DON’T BE DISCOURAGED – Kudos to you if you’re still reading. I’d definitely wager that you’re committed to this and this point may be moot for you, but still I feel that it’s an important one to address. Developing growth on a streaming platform is hard, that’s for sure. But it’s not impossible and we’re all capable so long as we maintain our commitment to the passions we identified earlier. I have a life experience which taught a particular lesson and still to this day, it’s the most valuable lesson I’ve ever learned. I’d be glad to share that story with anyone who is interested, but it’s applicable to most low-odd gambles and goes something like this:

Every time you get that sensation of “this isn’t working, I want to quit,” so are a 1000 other channels.
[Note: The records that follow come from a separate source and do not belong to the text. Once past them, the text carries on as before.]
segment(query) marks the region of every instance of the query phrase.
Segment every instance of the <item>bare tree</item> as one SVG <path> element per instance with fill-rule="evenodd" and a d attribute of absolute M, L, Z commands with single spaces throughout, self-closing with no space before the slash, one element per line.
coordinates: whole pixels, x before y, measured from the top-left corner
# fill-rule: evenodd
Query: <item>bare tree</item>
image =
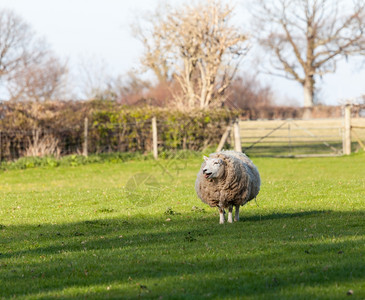
<path fill-rule="evenodd" d="M 175 104 L 184 108 L 220 105 L 246 53 L 246 36 L 232 25 L 233 6 L 218 0 L 168 7 L 139 30 L 142 64 L 160 81 L 174 80 Z"/>
<path fill-rule="evenodd" d="M 143 98 L 150 88 L 150 82 L 140 78 L 137 71 L 115 75 L 104 60 L 95 57 L 80 60 L 77 75 L 81 79 L 79 94 L 83 99 L 113 100 L 130 105 Z"/>
<path fill-rule="evenodd" d="M 46 101 L 64 98 L 67 64 L 52 53 L 42 61 L 23 65 L 8 78 L 6 88 L 13 101 Z"/>
<path fill-rule="evenodd" d="M 81 57 L 77 74 L 80 81 L 78 94 L 81 99 L 109 98 L 108 85 L 113 80 L 111 70 L 105 60 L 98 57 Z"/>
<path fill-rule="evenodd" d="M 117 76 L 108 86 L 114 91 L 115 100 L 127 105 L 144 98 L 148 89 L 151 88 L 150 82 L 142 79 L 133 70 L 128 71 L 124 76 Z"/>
<path fill-rule="evenodd" d="M 10 10 L 0 10 L 0 81 L 10 100 L 42 101 L 59 96 L 67 68 Z"/>
<path fill-rule="evenodd" d="M 136 18 L 132 24 L 133 35 L 140 40 L 144 47 L 141 57 L 142 71 L 152 71 L 159 83 L 166 83 L 172 80 L 173 70 L 169 66 L 168 53 L 170 45 L 166 37 L 159 33 L 161 23 L 166 22 L 166 15 L 172 10 L 171 6 L 158 6 L 156 11 L 148 13 L 144 18 Z M 140 22 L 142 21 L 143 24 Z"/>
<path fill-rule="evenodd" d="M 0 10 L 0 78 L 43 56 L 42 42 L 10 10 Z"/>
<path fill-rule="evenodd" d="M 318 77 L 339 59 L 365 54 L 363 0 L 255 1 L 257 38 L 271 53 L 271 74 L 299 82 L 304 106 L 314 105 Z M 252 10 L 251 10 L 252 11 Z"/>
<path fill-rule="evenodd" d="M 275 93 L 272 88 L 248 74 L 239 76 L 232 82 L 226 102 L 227 106 L 238 109 L 269 107 L 274 103 Z"/>

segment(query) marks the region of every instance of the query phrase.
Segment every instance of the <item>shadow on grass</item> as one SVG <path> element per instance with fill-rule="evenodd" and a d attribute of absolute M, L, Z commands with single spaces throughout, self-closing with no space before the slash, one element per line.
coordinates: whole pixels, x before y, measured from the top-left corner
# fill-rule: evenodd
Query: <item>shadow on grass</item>
<path fill-rule="evenodd" d="M 330 214 L 331 210 L 311 210 L 311 211 L 300 211 L 294 213 L 273 213 L 263 216 L 250 216 L 243 219 L 243 221 L 265 221 L 265 220 L 276 220 L 276 219 L 288 219 L 288 218 L 302 218 L 308 216 L 319 216 L 324 214 Z"/>
<path fill-rule="evenodd" d="M 298 289 L 298 299 L 320 290 L 335 299 L 333 285 L 364 280 L 364 216 L 307 211 L 221 226 L 216 215 L 192 213 L 8 226 L 0 296 L 285 298 Z"/>

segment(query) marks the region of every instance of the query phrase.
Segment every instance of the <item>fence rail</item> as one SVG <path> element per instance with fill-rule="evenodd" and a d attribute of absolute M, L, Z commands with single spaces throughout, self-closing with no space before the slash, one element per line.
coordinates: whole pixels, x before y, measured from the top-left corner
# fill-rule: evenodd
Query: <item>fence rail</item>
<path fill-rule="evenodd" d="M 304 157 L 349 154 L 345 151 L 346 122 L 351 151 L 365 150 L 365 118 L 241 121 L 243 151 L 256 156 Z M 353 142 L 351 142 L 351 140 Z"/>

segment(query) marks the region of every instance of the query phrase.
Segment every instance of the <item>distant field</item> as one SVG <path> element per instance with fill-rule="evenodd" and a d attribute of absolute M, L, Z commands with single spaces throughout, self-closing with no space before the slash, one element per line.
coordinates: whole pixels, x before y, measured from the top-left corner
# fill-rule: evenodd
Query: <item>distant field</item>
<path fill-rule="evenodd" d="M 0 299 L 365 299 L 364 153 L 254 158 L 224 225 L 201 162 L 0 172 Z"/>
<path fill-rule="evenodd" d="M 365 143 L 365 118 L 353 118 L 353 151 Z M 363 127 L 363 128 L 357 128 Z M 241 121 L 242 146 L 252 155 L 338 154 L 343 119 Z"/>

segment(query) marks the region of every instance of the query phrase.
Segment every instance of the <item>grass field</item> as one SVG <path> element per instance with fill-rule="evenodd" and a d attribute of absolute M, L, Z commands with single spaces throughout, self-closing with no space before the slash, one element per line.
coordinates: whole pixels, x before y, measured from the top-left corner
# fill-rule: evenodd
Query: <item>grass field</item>
<path fill-rule="evenodd" d="M 201 157 L 0 173 L 0 299 L 365 299 L 365 154 L 254 158 L 241 221 Z"/>

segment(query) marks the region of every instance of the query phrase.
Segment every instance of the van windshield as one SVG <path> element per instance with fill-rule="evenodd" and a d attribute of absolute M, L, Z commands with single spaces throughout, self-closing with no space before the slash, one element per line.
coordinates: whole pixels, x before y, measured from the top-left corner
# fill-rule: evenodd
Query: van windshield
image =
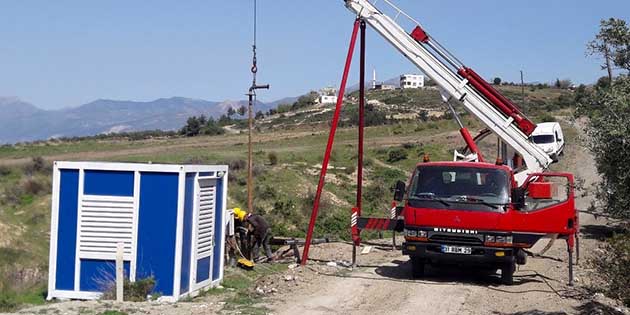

When those moments happen, YOU are going to be the one to say “No, I’m going to keep going.” Even after a seven hour stream with only 2 viewers. With no willingness to give up, you’ve already differentiated yourself from 50% of channels. THOSE DAYS WITH 3 VIEWERS WILL STILL HAPPEN, I HAVE THOSE DAYS TOO — Even your most loyal followership will still have a life outside of twitch. Keep that in your mind and don’t allow those discouraging thoughts in. Continue on the same as you would if there were 10, 100, or 1,000 people in chat. One day, friends 🙂

++ BONUS POINTS – This point is not at all essential, but is more of an ‘above and beyond’ that’ll benefit you along the way. During the course of my Twitch journey thus far, I’ve take it upon myself to learn Adobe Photoshop, Premier Pro and After Effects. I’m by no means a master of any of these programs, but I understand how to use each to a point where I’ve developed my own logo from scratch, made emotes, animated my logo, created a stream commercial and more. As I said, this is by no means essential, but if you should decide to take this point on, It’ll stand to benefit you going forward as it has for me.

Well, friends, we made it. I appreciate you taking the time to read this post and genuinely hope that you found at least a point or two which will help you along your journey through Twitch and beyond. As I said in the beginning, I’m not looking for any kind of return from this post, but feel free to stop by my channel if you’d like to see how I apply all of the points above! I’d be happy to further elaborate on any of the above on stream as well! I have followers that watch regularly who are interested in a lot of the same and enjoy stream discussions.

Let me know in the comments if this helps any of you achieve affiliate status! Thoughts and criticisms are always welcomed as well 🙂

Best of luck in your Twitch journeys, friends.